The team has also synthesised a second new construct known as the comparator circuit, which again is not well characterised. Through its intended use as a gene regulation component a risk arises in that the comparator circuit could possibly join to unintended, functional genes and affect their regulation. As no specific issues have arisen yet no issues have been added to the registry, however upon characterisation of the biobricks any issues that do arise will immediately be included with the part.
Throughout the project the team handled all safety issues by following and complying with both government safety standards as well as university safety standards. The team has also inserted the biobricks into narrow host-range plasmids (as produced by iGEM), thus reducing the chances of horizontal gene transfer. Biobricks of B-M, M-B, and the comparator circuit, were all transformed into standard BSL1 laboratory autotrophic strains of E. coli and are therefore unlikely to survive outside of the laboratory.
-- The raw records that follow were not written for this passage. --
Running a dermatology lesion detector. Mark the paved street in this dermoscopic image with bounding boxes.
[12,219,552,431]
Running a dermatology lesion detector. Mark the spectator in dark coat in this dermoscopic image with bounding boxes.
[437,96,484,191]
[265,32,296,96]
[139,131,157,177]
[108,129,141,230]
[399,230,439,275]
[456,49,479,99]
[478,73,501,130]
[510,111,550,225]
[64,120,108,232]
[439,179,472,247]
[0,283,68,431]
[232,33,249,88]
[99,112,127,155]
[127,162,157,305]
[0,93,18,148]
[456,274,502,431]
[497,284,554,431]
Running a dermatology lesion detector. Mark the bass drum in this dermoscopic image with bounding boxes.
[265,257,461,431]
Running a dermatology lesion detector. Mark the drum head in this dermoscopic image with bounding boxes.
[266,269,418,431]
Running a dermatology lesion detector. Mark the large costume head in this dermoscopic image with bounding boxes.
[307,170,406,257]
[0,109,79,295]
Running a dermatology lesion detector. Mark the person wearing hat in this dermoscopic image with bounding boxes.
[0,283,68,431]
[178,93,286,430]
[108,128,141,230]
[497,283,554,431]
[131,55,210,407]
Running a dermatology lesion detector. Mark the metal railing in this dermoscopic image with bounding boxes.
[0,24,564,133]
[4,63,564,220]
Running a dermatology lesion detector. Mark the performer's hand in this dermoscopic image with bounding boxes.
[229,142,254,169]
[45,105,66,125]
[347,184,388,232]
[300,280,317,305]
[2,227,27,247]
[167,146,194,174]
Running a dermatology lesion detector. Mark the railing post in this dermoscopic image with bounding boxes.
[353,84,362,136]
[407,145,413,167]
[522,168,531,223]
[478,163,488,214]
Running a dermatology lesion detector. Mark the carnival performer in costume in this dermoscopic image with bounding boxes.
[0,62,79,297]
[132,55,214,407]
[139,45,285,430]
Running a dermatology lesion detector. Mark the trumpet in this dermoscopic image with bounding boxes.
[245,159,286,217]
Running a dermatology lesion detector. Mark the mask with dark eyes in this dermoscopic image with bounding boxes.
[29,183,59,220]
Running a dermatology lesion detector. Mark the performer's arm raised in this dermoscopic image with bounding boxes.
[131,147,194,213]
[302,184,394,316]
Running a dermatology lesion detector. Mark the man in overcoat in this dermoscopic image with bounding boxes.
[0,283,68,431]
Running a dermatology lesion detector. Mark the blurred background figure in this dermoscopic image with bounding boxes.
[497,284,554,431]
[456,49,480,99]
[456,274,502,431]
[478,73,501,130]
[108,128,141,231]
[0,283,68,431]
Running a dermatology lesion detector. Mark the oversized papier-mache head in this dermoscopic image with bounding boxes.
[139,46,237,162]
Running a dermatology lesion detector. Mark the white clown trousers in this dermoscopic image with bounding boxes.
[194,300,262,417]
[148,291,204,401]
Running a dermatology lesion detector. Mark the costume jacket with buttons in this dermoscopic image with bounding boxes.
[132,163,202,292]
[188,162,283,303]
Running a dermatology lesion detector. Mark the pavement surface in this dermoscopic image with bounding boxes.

Future iGEM teams could increase their safety by connecting the B-M and M-B biobricks to a suicide gene. This would mean that in the unlikely event of the transformed cells being released into the environment and unintended bacteria taking up the biobrick-containing plasmid, the unintended bacteria would be destroyed and further spread of the hybrid promoter biobricks would be prevented.
UEA takes both staff and student safety very seriously and has its own health and safety polices and biosaftey rules that must be followed:File:UEA GMO rules.pdf,File:UEA statment of health and saftey policy.pdfandFile:UEA Microbiological saftey rules.pdf. These have been created to follow the guidelines and biosafty rules that have to be considered in the United Kingdom as seen here http://www.hse.gov.uk/biosafety/gmo/law.htm, http://www.hse.gov.uk/biosafety/gmo/acgm/acgmcomp. All our projects are in compliance with both university requirements and national regulations.
The university also has its own biosafety committee in which the responsibilities of different aspects of safety are split between departments and staff. Dr Andrew Hemmings is the BIO safety officer at UEA and spoke to members of the team about the project and discussed whether our COSH forms covered the processes carried out. The team then discussed their project further with other members of staff including Dr Mark Coleman, university GMO safety officer, and Dr Gabriella Kelemen, university microbial safety officer.
When speaking to the UEA biosafty team there was no concern with the processes being carried out and the bacteria being used. When the team spoke to GMO safety officer, Dr Mark Coleman, about the safety of the biobricks they intended to create he said "there is a highly improbable chance this project poses a significant risk to either human health or the environment".
Although the team started looking at NO, the dangers of unintentional exposure to NO soon became clear. Therefore, the team would hope that through using systems similar to our comparator sensor, NO sensors will be produced that are in the form of a sheet of paper and can be placed on the wall of labs, and buildings ect, to indicate excess levels of NO visually.
The team feel that future iGEM teams could aim to reduce the chance of horizontal gene transfer further by reducing the adherence between the transformed cells and others, or via the Prevention of transformations without inducing competency. This would be a procedure to prevent some cases of antibiotic genes being passed through between bacterial species. However, a variety of other safeguards could also be deployed to prevent this.